First, Dawn is all pissy because Mary Anne caught the bouquet at Dawn’s mother’s wedding, and later on she’s grumpy because Mary Anne gets a sitting job over her.
Second, Dawn is totally unsympathetic and rude about Mary Anne not wanting to leave the house she grew up in. Dawn has her fantasy of the perfect blended family, see, and Mary Anne being whiny about having to move ruins Dawn’s fantasy. You’d think that a girl who was forced to move across the country from the house SHE grew up in would be a little more sympathetic about seeing her friend go through the same thing, but no.
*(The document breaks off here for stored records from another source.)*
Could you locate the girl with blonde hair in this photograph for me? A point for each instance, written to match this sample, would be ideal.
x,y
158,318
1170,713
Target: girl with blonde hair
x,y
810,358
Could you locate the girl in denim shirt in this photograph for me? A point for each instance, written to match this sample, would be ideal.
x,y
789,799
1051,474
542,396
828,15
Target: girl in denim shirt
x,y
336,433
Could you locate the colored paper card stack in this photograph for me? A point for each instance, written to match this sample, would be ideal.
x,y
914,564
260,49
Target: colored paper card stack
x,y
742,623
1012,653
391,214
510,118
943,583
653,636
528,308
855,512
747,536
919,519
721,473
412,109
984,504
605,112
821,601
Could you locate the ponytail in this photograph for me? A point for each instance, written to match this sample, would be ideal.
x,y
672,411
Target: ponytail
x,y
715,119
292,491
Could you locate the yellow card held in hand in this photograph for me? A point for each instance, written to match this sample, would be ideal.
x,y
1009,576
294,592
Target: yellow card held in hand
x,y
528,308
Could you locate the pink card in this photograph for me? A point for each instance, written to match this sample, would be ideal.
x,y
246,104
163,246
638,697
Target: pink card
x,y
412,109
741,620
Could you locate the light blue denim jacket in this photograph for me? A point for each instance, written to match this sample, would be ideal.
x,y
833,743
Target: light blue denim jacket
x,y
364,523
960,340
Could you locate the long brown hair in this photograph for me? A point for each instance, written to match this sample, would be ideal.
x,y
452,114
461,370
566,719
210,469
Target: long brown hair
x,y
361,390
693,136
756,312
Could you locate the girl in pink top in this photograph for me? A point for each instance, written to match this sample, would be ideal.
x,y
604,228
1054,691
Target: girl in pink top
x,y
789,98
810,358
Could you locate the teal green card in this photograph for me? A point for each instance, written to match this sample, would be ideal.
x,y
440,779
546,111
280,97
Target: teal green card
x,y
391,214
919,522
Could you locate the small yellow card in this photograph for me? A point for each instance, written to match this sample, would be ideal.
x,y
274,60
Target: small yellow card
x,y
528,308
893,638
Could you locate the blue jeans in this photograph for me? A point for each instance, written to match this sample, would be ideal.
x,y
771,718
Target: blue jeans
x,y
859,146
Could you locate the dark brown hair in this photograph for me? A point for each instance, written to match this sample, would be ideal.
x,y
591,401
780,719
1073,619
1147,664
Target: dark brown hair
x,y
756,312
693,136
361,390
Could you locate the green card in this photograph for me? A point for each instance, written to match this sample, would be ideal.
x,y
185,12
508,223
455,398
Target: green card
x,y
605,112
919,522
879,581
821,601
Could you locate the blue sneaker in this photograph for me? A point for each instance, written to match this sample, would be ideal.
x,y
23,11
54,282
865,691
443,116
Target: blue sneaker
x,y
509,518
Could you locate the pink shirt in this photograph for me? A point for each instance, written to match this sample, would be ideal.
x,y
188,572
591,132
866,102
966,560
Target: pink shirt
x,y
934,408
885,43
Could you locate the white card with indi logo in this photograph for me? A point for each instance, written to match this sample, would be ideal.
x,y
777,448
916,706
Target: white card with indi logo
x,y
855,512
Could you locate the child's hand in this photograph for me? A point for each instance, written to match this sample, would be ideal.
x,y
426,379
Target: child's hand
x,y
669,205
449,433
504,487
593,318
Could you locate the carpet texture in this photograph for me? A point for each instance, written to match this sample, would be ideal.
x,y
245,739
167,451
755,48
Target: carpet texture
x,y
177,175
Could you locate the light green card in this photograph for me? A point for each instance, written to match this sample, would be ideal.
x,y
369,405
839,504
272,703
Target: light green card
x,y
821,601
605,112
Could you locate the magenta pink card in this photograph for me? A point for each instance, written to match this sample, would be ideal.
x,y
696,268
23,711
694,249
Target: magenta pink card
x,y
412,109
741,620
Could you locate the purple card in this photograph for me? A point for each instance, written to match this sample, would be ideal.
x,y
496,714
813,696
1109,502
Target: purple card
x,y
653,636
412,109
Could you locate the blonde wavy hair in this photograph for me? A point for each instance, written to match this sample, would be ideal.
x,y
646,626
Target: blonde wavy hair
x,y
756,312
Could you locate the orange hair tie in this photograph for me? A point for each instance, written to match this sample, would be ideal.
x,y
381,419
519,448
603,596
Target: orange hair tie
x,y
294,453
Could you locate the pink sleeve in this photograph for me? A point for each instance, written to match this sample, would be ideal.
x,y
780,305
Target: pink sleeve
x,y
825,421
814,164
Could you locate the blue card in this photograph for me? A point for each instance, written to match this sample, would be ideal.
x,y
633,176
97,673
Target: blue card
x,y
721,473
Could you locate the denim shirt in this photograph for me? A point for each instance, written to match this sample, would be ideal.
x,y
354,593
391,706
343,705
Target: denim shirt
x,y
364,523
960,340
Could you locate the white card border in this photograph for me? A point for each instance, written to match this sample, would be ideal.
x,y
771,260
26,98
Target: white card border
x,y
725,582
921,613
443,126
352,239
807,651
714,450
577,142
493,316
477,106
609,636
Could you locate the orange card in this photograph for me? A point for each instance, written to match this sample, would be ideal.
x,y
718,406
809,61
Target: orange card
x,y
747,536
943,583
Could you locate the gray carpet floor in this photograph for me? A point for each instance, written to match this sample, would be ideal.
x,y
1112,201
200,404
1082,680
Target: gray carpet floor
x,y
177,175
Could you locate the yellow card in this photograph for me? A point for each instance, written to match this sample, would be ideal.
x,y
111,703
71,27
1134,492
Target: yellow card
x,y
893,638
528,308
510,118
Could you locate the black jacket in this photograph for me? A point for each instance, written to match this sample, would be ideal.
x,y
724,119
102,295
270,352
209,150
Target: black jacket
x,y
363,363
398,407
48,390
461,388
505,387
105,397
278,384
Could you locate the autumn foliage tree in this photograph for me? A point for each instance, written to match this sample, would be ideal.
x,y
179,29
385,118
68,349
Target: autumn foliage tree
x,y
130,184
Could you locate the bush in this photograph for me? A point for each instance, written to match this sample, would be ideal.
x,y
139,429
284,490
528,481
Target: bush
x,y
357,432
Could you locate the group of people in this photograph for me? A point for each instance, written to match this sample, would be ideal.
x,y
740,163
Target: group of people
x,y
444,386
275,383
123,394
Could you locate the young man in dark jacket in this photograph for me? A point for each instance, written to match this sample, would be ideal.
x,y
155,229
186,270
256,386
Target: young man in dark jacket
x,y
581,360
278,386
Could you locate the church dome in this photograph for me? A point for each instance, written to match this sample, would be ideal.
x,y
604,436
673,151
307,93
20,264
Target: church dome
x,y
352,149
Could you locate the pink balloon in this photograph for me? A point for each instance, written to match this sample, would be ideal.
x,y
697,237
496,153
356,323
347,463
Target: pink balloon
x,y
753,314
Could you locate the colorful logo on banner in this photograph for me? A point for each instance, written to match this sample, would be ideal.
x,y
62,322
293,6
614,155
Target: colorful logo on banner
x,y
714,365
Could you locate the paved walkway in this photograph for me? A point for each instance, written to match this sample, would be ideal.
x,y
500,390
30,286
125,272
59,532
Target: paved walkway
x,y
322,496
Third, she switches Richard’s socks in the drawer because she’s annoyed with Mary Anne. Fuck you, Dawn. Richard Spier is a dear man and you don’t deserve him as your stepfather.
Fourth, when Dawn decides that she and Mary Anne sharing a room is a bad idea, her response is not to TALK to her favoritest stepsister about it, but to scare Mary Anne out of the room. And she’s then PROUD of herself for doing it. And the reason she doesn’t talk to Mary Anne about the problem isn’t because she’s worried about hurting Mary Anne’s feelings, but because she DOESN’T WANT TO ADMIT SHE WAS WRONG.
She is such a total asshole. Mary Anne has plenty of rude moments in the book, too, but scaring your supposed favorite sister into leaving your room is the height of assholery.
She’s also really fucking stupid, too, when she doesn’t understand why she can get along with Mary Anne half the time but not get along with her other times. “Is this what having a sister is all about?” Dawn, you have a brother. Sometimes you and Jeff get along and other times you don’t. How can you be that surprised when your relationship with Mary Anne is similar?
God bless Claudia for being all “Sis?” when Dawn calls Mary Anne “sis.” God bless her.
Anyway, the babysitting subplot where all the Pike kids are sick at the same time is one of the more amusing babysitting plots, and I enjoyed those chapters.
The next book is Kristy and the Secret of Susan, and I’ll be writing a separate post about that, because autism.